The three-cylinder Translink transfer unit passes backside-printed sheets to the front-side units without flipping, thus permitting the tail of the sheet to serve as the subsequent gripper edge. MLP says the benefits are accurate printing at high speeds and, because stock doesn’t have to be back-trimmed as it would for the sheet-reversing units of convertible perfectors, paper savings: one sheet for every 70 printed, or 1,428 sheets in a run of 100,000.
The Diamond 3000TP can be purchased either as commercial press or as a carton printer. In the latter configuration it is the only dedicated perfector that can two-side print carton stock in one pass, according to MLP.
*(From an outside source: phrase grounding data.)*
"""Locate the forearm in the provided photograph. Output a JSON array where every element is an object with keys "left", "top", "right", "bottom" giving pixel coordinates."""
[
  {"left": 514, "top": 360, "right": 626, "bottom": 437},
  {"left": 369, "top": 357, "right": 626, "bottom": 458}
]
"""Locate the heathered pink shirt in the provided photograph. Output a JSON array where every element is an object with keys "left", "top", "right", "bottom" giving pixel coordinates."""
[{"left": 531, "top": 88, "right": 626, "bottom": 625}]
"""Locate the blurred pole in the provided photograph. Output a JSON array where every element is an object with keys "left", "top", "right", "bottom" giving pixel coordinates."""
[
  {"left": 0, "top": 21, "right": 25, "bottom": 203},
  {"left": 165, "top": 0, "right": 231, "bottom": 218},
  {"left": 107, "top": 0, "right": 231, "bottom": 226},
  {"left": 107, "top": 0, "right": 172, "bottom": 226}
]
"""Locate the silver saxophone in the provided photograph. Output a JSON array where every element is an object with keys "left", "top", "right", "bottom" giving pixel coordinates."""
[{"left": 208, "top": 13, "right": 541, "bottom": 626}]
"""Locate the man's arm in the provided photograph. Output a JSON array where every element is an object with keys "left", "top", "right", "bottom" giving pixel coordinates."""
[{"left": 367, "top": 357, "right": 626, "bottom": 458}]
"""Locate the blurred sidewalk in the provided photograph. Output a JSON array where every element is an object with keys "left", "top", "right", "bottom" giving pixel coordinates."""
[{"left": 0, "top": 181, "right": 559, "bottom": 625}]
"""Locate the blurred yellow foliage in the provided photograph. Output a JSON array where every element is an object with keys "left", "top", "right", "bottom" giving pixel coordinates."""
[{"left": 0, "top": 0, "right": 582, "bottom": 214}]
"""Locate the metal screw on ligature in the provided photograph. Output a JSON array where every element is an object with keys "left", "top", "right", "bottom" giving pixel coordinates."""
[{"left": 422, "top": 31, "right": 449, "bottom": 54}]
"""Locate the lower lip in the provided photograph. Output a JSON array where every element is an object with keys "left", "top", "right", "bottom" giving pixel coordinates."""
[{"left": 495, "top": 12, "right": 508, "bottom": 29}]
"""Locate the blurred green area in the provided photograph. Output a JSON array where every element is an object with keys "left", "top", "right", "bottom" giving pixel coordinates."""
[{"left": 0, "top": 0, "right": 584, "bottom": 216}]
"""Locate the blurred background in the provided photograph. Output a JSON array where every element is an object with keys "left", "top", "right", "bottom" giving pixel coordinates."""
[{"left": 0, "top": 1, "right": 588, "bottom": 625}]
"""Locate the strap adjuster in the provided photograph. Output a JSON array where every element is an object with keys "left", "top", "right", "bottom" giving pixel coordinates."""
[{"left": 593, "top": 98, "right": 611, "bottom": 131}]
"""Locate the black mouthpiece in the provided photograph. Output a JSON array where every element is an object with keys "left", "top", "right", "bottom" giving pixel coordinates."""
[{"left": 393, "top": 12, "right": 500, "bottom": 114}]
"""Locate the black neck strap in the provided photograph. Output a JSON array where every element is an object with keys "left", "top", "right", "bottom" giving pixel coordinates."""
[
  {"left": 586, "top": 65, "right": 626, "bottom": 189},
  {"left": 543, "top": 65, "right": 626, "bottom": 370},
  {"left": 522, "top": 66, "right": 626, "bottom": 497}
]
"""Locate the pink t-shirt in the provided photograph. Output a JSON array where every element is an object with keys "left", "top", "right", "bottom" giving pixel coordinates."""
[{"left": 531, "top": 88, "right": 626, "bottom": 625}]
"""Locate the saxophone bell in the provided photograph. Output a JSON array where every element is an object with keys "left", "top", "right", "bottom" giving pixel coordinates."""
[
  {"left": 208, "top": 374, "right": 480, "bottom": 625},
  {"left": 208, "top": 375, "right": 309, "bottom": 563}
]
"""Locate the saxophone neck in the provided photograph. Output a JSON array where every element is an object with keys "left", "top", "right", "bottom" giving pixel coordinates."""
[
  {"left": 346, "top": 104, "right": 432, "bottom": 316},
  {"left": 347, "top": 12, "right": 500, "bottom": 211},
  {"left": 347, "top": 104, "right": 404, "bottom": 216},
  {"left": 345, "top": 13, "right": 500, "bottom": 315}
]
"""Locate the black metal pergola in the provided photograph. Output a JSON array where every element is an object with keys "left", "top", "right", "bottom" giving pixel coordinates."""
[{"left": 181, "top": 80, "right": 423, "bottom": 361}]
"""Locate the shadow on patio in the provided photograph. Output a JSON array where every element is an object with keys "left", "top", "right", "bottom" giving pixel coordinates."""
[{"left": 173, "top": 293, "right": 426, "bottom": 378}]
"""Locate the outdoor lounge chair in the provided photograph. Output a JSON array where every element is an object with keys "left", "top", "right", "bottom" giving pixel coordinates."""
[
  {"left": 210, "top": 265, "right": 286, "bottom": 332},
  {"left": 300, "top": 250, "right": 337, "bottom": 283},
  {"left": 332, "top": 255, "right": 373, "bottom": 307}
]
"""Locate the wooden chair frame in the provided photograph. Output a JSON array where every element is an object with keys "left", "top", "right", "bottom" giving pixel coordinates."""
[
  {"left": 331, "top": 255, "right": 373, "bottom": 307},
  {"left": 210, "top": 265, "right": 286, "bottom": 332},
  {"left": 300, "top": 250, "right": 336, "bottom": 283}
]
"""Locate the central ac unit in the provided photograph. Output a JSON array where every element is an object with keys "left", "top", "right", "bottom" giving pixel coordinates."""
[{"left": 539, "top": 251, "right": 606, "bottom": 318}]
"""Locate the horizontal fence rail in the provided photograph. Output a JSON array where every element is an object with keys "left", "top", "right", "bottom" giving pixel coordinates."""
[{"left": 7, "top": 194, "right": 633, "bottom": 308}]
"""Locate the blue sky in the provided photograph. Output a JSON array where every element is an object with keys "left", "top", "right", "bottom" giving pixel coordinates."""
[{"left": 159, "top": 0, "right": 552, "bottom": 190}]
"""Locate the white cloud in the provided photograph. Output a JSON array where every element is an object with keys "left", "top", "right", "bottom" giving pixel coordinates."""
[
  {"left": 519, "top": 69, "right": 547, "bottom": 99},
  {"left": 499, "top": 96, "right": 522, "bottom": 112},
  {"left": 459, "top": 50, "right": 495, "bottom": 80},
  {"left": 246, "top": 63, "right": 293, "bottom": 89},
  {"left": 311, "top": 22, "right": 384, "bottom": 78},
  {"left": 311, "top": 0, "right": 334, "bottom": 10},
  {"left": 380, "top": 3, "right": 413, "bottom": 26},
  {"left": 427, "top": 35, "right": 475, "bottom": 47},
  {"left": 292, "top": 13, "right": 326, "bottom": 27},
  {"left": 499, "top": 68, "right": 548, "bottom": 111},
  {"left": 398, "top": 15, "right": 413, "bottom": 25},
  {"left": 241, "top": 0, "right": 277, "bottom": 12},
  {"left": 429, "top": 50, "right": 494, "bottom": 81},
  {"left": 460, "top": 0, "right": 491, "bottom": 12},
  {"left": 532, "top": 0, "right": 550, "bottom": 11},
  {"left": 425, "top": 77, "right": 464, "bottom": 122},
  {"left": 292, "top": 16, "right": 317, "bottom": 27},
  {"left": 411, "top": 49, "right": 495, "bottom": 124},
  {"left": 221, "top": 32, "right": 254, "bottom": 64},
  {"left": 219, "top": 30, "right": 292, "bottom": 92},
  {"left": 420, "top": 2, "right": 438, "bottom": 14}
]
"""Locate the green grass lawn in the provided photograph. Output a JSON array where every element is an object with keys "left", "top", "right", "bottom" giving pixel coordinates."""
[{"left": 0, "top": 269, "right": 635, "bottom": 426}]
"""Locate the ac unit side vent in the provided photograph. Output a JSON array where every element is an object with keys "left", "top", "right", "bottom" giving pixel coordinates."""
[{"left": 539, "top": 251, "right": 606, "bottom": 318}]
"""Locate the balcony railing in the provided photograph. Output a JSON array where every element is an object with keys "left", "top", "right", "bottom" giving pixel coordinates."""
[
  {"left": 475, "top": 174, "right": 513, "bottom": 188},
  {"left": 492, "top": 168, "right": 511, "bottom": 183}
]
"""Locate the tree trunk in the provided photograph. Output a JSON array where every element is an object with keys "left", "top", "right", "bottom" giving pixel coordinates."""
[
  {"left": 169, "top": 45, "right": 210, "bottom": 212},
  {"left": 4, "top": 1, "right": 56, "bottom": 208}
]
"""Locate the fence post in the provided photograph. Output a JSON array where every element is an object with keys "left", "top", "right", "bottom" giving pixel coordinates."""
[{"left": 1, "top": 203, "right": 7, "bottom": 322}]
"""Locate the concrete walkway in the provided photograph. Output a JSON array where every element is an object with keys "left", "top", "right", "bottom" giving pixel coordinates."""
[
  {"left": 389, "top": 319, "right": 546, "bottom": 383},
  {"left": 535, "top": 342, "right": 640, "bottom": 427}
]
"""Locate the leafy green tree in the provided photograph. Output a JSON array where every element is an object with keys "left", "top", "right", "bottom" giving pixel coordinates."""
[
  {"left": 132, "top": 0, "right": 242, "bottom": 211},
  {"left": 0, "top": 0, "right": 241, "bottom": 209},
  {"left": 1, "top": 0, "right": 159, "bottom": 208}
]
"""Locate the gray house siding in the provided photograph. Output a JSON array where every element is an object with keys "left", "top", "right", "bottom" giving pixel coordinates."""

Mitsubishi offers other sheetfed equipment in 28", 40", 51", and 56" sizes. Dudek says that the company has renewed its stake in the commercial web market by taking several orders for the Diamond 16 Max, a variable-cutoff press featuring replaceable cylinder sleeves and a shaftless drive design.
These and many other orders helped MLP achieved a 130 percent sales increase in the first six months of this year, according to Dudek, who ascribed the improvement to economic rebound, pent-up demand for press replacement, and consolidation: “More printing going on, but less printers.”